Hey I only have an electric stove at the moment… Other than it taking forever to bring my water to a boil, are there any disadvantages of electric stoves? Plan on getting a gas one soon, but in the mean time.

Thanks

Well the issue may not be that it takes forever to boil. Depending on the volume, it simply may not ever get hot enough to boil.

What size batches are you planning to do?

If you can find a big enough pot it is possible that you can put it over two burners on your stove. One of the oblong ones for a turkey in the oven might fit the bill. With two burners going you might be able to speed things up.

The other down side to electric IMHO is that if it starts to boil over turning it off won’t stop it like a gas stove.

Depending on the stove, a gas stove may not be any better than an electric one.

If you can boil a 2g pot of water for spaghetti, you can boil wort.

I used to do 5 gallon batches on an electric stove when I lived in a rental house. I would do a split boil using two 4 gallon pots, which were then combined into the fermentor. Just make sure your stove can handle the weight, mine would creak pretty bad when loaded up with both full pots.

I boiled my first batch, 5 gallon kit so i think it was 3.5 gallons in the pot. It took like an hour to boil. After it was in the fermenter for 2 weeks I lifted it out of my swamp cooler and the bottom of the glass fermenter fell out of it. NB is sending me another fermenter, but before I start the 2nd batch I wanted to make sure that these long boil times didn’t add any bad flavors to the beer. Thanks for any knowledge you can give.

To speed up getting to a boil, place a lid on your pot. Leaving it 1/2 on during the boil will help in maintaining the boil.

The only thing the longer time on the heat should cause is darkening of the wort. You can minimize this by only boiling 1/2 of the extract. Adding the remainder at “flame out” to pasteurize it.

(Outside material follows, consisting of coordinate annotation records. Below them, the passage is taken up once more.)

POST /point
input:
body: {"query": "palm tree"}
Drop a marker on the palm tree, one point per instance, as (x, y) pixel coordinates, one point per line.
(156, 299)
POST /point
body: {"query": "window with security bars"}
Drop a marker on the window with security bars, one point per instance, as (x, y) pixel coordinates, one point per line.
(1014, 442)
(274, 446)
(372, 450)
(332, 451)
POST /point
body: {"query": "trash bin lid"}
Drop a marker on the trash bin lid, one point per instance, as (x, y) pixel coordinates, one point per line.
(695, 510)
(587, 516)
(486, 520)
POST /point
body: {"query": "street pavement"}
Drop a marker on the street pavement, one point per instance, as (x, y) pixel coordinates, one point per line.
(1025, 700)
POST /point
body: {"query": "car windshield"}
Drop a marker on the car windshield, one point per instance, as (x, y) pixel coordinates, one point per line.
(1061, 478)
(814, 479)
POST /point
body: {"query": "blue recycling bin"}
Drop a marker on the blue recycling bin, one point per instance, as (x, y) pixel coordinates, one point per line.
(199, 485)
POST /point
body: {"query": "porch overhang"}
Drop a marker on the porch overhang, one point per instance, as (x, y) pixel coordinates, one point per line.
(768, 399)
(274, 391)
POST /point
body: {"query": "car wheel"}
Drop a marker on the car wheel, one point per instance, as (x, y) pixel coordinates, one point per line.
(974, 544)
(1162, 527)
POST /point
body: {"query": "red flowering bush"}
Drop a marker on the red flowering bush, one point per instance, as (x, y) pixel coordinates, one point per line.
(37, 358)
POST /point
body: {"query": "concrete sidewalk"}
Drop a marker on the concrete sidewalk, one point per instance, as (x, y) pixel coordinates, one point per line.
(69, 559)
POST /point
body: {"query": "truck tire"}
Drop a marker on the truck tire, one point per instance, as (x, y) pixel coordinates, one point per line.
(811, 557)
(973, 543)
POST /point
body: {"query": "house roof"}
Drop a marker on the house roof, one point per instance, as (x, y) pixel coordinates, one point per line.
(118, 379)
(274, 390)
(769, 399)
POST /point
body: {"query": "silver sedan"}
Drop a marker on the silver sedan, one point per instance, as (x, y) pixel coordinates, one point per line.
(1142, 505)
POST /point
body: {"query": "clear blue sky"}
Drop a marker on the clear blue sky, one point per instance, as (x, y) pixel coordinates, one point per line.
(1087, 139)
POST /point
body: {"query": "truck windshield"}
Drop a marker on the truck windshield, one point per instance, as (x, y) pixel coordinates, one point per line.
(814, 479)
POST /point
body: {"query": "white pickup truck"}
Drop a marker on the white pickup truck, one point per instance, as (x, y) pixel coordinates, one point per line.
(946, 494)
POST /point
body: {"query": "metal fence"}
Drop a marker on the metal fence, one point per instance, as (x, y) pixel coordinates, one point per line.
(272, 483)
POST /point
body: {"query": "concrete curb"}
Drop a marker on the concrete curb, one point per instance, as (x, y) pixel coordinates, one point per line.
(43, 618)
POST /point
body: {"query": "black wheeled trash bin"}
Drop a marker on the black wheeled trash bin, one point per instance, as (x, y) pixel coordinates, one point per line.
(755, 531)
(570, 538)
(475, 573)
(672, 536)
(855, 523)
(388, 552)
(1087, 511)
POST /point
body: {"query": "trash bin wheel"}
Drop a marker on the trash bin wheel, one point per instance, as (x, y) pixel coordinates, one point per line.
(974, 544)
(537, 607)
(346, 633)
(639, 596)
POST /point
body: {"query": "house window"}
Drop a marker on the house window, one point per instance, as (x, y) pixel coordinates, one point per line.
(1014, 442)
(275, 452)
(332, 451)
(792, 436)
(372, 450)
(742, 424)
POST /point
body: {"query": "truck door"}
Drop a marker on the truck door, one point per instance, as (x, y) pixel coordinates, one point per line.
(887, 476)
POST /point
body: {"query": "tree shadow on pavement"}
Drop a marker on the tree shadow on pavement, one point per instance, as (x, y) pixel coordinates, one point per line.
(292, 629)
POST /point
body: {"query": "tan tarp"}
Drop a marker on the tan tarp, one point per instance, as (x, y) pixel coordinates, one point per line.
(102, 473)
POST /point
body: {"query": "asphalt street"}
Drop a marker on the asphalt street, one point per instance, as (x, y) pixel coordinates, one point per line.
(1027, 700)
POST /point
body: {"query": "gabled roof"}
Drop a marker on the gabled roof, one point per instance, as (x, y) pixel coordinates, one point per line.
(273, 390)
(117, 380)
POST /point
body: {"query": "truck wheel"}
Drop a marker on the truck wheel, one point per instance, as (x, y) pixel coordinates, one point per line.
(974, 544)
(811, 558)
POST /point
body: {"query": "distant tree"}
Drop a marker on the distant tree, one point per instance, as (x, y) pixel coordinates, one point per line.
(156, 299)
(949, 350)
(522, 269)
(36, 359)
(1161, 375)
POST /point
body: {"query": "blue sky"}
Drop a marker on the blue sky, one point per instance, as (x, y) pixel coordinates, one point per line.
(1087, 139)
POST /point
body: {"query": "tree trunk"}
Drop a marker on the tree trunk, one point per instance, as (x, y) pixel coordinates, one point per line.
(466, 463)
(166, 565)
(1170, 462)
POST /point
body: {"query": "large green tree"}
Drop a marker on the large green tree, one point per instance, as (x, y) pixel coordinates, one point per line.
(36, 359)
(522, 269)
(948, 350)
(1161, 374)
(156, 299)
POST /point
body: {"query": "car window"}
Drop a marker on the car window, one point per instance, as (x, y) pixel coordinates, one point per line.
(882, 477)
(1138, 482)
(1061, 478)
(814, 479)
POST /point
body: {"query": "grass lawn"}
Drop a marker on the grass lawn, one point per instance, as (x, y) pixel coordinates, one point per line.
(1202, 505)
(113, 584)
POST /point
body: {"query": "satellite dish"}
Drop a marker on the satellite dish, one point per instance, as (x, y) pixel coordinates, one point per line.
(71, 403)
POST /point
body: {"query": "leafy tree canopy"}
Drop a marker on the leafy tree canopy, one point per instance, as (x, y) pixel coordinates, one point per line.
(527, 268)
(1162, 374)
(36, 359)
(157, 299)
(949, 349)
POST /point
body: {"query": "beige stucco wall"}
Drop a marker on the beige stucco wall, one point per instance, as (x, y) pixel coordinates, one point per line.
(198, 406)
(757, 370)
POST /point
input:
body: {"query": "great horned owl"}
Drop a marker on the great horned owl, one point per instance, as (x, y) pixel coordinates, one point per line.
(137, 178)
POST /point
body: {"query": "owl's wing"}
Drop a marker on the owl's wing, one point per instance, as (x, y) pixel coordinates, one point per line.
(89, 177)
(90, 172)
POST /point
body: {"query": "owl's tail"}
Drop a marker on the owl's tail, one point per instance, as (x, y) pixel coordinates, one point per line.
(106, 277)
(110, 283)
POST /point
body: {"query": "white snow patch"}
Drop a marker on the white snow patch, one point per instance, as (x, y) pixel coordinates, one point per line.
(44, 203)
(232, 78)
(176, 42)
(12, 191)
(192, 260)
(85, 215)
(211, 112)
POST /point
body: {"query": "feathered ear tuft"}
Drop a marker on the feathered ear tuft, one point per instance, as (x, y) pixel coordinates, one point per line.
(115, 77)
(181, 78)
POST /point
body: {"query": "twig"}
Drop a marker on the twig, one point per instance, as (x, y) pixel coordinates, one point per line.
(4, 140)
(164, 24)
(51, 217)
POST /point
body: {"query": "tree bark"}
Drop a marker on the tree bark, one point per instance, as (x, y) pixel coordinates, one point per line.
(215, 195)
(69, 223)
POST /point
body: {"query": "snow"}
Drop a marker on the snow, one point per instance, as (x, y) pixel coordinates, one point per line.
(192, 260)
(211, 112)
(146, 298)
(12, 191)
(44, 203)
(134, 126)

Bummer on going through all the work and the carboy breaking. Glad to hear you didn’t injure yourself.

Your electric stove may not be the whole problem. Equipment ages. The burner coil you are using may be near the end of its life. I normally use the large front burner of the stove for all the big pots. I noticed it was takeing longer to heat the pressure canner last month. I switched the large front and back coils. Problem was solved. At least until I wear this one out also.

If it’s a glass cooktop I feel your pain. I brewed my first beer on one of those and the NEXT DAY went out and bought a gas range. Took over an hour to get 3.5 gal to boil, removed it from the heat to add the fermentables and took another 20 minutes to get it back up to boil. I had to keep a lid on during the entire time to keep it boiling and every 30 seconds i drained off the precipitation on the inside of the lid to reduce the possibility of off-flavors.

By far one of the worst inventions ever.

I started out brewing 14 years ago on an electric coil stove. Heck… I still use an electric stove 100% of the time today, but it is a nicer one. Anyway… you will have no problems at all brewing smaller batches like 2.5 or 3 gallons. If you want to brew 5 gallons, then you really just need to split the batch and do two boils at the same time in two kettles. Not a big deal. But if you reduce your batch size, you’ll be brewing in one kettle just fine. It’s what I’ve done since I started 14 years ago. I still do not own any gas burners, after almost 100 batches. My stove today can get 4 gallons (pre-boil volume) up to a boil in roughly 20 minutes. It is a pretty nice glass top I have now, not the old coil from my apartment days, so it works a little better/faster.

When I bought my house, I got a cheap electric coil stove. I brewed around 100 batches on it and totally destroyed it… I splurged big bucks for a gas (actually, propane) range that looks beautiful and functions no better, maybe worse, than my coil stove.

My brother has a flat top electric range and the thing is a horse. Don’t knock electric.

Another thing to consider is the quality of your brew kettle. Your boil will only be as good as the ability to transfer the heat of the coil to the contents inside. Lower quality pots will do a much poorer job of this.